I give here all the info she needs, told her to get some help from her daughter to fight these fooks. She is a over 80 years old and lives alone. House was built in 1954. Nothing about RRP was mentioned to her. They took a 6000 dollar deposit. which is against the law here in CA. Told her to call Cslb here in CA. I looked up these guys and this is not the first.

Bottom line is she called me up the next day and was all happy that she settled for $15,000 so they would finish the job and she would not stress about it anymore. I told her she could have done much better but she just kept rambling that she did not want to deal with the courts and stuff. 

Real sad, from some real shady fookers. Why I'm all fired up about scare tactics right now.

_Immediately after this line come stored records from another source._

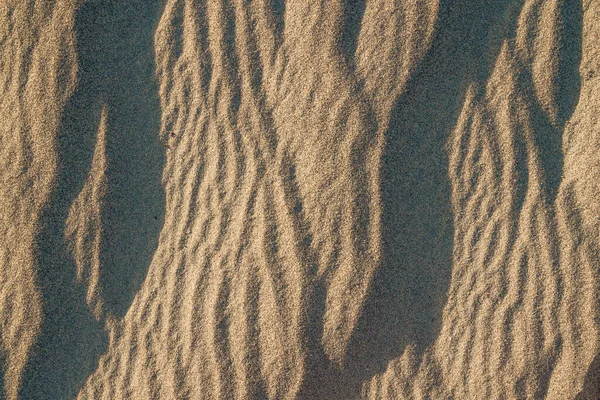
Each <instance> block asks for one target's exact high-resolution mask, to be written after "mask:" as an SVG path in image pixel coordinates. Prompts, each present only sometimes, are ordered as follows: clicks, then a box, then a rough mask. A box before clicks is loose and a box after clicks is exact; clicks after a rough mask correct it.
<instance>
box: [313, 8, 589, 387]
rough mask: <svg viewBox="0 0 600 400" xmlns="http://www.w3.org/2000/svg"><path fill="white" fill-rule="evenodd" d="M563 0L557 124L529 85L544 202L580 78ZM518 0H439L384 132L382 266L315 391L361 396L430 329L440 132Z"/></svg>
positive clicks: (456, 107) (445, 283) (442, 303)
mask: <svg viewBox="0 0 600 400" xmlns="http://www.w3.org/2000/svg"><path fill="white" fill-rule="evenodd" d="M354 3H357V4H355V6H356V7H357V9H356V10H354V11H353V15H352V16H351V17H350V19H349V23H348V27H360V23H356V21H355V19H356V15H360V14H361V13H362V11H364V9H362V6H361V5H360V4H358V3H361V2H353V4H354ZM567 3H568V6H567V7H566V8H565V7H563V10H562V11H561V12H562V13H563V15H562V19H563V22H564V29H565V31H564V33H563V38H564V41H565V43H566V44H567V46H563V47H562V49H561V51H562V53H561V55H560V67H559V85H560V88H559V100H558V103H559V116H558V117H559V121H558V124H557V126H552V124H551V123H550V121H549V119H548V117H547V116H546V114H545V113H544V112H543V111H542V109H541V107H540V106H539V105H538V104H537V100H536V99H535V97H534V96H533V95H532V94H531V93H530V95H531V97H530V98H529V103H531V104H532V110H531V111H532V120H533V129H534V132H535V135H536V143H537V145H538V149H539V152H540V158H541V162H542V167H543V168H544V170H545V171H546V172H545V174H546V175H545V182H544V185H545V190H546V192H547V200H548V201H549V203H550V204H551V203H552V202H553V199H554V197H555V196H556V192H557V190H558V186H559V184H560V177H561V174H562V152H561V151H560V149H561V144H562V130H563V127H564V123H565V121H566V120H568V118H569V117H570V115H571V114H572V112H573V110H574V108H575V106H576V101H577V99H578V97H579V87H580V81H579V79H580V78H579V73H578V69H579V62H580V60H581V29H582V26H581V21H582V12H581V4H580V2H574V1H571V2H565V4H567ZM523 4H524V1H522V0H513V1H510V2H505V1H500V0H496V1H492V2H483V1H475V0H470V1H463V2H451V1H442V2H441V4H440V11H439V12H440V17H439V20H438V21H439V22H438V26H437V30H436V33H435V36H434V40H433V43H432V46H431V48H430V49H429V51H428V53H427V54H426V56H425V58H424V60H423V62H422V64H421V66H420V67H419V69H418V70H417V71H416V72H415V74H414V75H413V76H412V78H411V80H410V81H409V83H408V86H407V89H406V91H405V92H404V94H403V95H402V96H401V97H400V98H399V99H398V100H397V102H396V104H395V106H394V109H393V111H392V114H391V120H390V124H389V129H388V131H387V132H386V134H385V136H386V148H385V151H384V154H383V159H382V169H381V180H382V188H381V195H382V204H383V215H382V237H383V259H382V264H381V267H380V268H379V270H378V271H377V272H376V274H375V276H374V279H373V283H372V286H371V288H370V291H369V293H368V295H367V299H366V302H365V305H364V309H363V312H362V314H361V317H360V319H359V322H358V325H357V328H356V330H355V332H354V335H353V337H352V340H351V342H350V345H349V348H348V351H347V363H346V365H345V366H344V368H343V370H339V369H337V368H335V367H334V366H332V365H331V363H327V362H326V361H321V362H319V363H318V365H320V372H319V373H312V374H311V376H313V375H314V376H320V378H319V381H320V384H319V385H311V384H309V383H307V384H306V386H307V387H308V386H321V387H323V384H325V383H326V384H327V385H328V389H327V396H323V397H322V398H329V399H332V398H335V399H350V398H357V397H359V395H360V390H361V387H362V384H363V383H364V382H366V381H369V380H370V379H371V378H372V377H373V376H375V375H377V374H381V373H383V372H384V371H385V370H386V368H387V365H388V363H389V362H390V361H391V360H394V359H397V358H399V357H400V356H402V354H403V353H404V351H405V349H406V346H407V345H409V344H411V345H413V346H415V350H416V353H417V356H418V357H422V355H423V351H424V350H425V349H426V348H428V347H429V346H430V345H432V344H433V342H434V341H435V339H436V338H437V336H438V334H439V330H440V328H441V318H442V310H443V308H444V305H445V303H446V296H447V291H448V287H449V284H450V277H451V272H452V260H453V254H452V252H453V234H454V226H453V213H452V208H451V199H450V195H451V186H450V182H449V178H448V156H447V153H446V141H447V139H448V136H449V134H450V131H451V130H452V129H453V128H454V126H455V125H456V122H457V118H458V115H459V112H460V108H461V107H462V104H463V102H464V98H465V94H466V89H467V86H468V84H469V83H472V82H475V83H477V84H478V88H479V93H478V96H480V97H481V96H482V95H483V93H484V90H485V83H486V82H487V80H488V79H489V77H490V75H491V72H492V68H493V66H494V63H495V61H496V59H497V57H498V55H499V53H500V49H501V46H502V44H503V43H504V41H506V40H509V41H510V40H513V39H514V35H515V33H516V26H517V25H516V24H517V18H518V16H519V14H520V12H521V9H522V7H523ZM347 12H348V10H347ZM359 22H360V21H359ZM347 36H348V38H349V40H350V41H351V43H348V44H347V45H346V46H345V47H346V48H349V49H352V48H353V46H354V43H353V40H354V39H352V38H354V36H356V35H350V34H348V35H347ZM519 79H520V81H521V82H519V83H520V84H521V88H523V87H524V88H528V87H532V81H531V76H530V75H528V74H527V72H524V73H522V75H521V76H519ZM525 95H527V93H526V94H525ZM521 145H522V146H523V149H522V150H523V151H522V152H520V153H519V151H518V149H517V153H519V154H521V155H522V157H523V158H524V157H525V152H524V151H525V149H524V145H525V144H524V142H523V143H521ZM521 161H522V162H521V163H520V164H519V166H520V168H519V171H518V174H519V176H520V180H519V182H518V184H519V186H520V187H519V188H518V190H519V191H521V192H522V193H523V196H524V193H525V191H526V188H527V181H526V175H527V174H528V171H527V165H526V162H525V160H524V159H523V160H521ZM319 293H320V292H319V291H317V293H315V301H316V302H317V303H319V304H321V305H320V307H322V308H324V307H325V305H324V294H323V293H320V294H319ZM317 314H319V313H317ZM320 314H321V315H322V314H323V312H321V313H320ZM324 357H325V356H324V355H321V357H318V358H321V359H323V358H324ZM312 392H313V394H314V392H316V390H313V391H312ZM321 394H322V392H321ZM307 398H308V397H307Z"/></svg>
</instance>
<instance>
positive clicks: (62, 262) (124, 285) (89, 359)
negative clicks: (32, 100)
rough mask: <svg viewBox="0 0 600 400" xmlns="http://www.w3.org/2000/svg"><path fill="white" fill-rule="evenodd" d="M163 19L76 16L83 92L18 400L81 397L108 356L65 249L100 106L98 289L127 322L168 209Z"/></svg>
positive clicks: (82, 9) (91, 155)
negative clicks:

To be honest, I just think your approach is just to much of a gamble. You are assuming they don't get along with their neighbors. Which is rare for the most part. I just don't believe in using scare tactics at all. I don't think its professional one bit..

Pat


----------



## Dean CRCNA (Feb 4, 2010)

Pat,

That would get me too and understand where you're coming from.


----------



## DeanV (Apr 18, 2007)

If she had them stop within three days of signing the contract, that may matter as well if CA has the 3 day right to cancel the contract clause.


----------



## PatsPainting (Mar 4, 2010)

DeanV said:


> If she had them stop within three days of signing the contract, that may matter as well if CA has the 3 day right to cancel the contract clause.


We have that and she was to late on it. She had options, plenty of them in my opinion. It just seemed in the end she was getting to stressed out and just wanted this thing to end. 

Pat


----------



## A+HomeWork (Dec 10, 2010)

I'm just learning about the lead paint rules and the epa website has brochures to print to give to customers and tenants regarding lead paint and its dangers.

As a landlord, I am required to hand them out, as I understand it. That's not a scare tactic, it the government is telling me I have to do it.

I think it's ok to educate a prospect on disturbing lead paint, not a scare tactic.


----------



## johnthepainter (Apr 1, 2008)

make this work to your advantage, one way or another.

learn to sail in all winds.


----------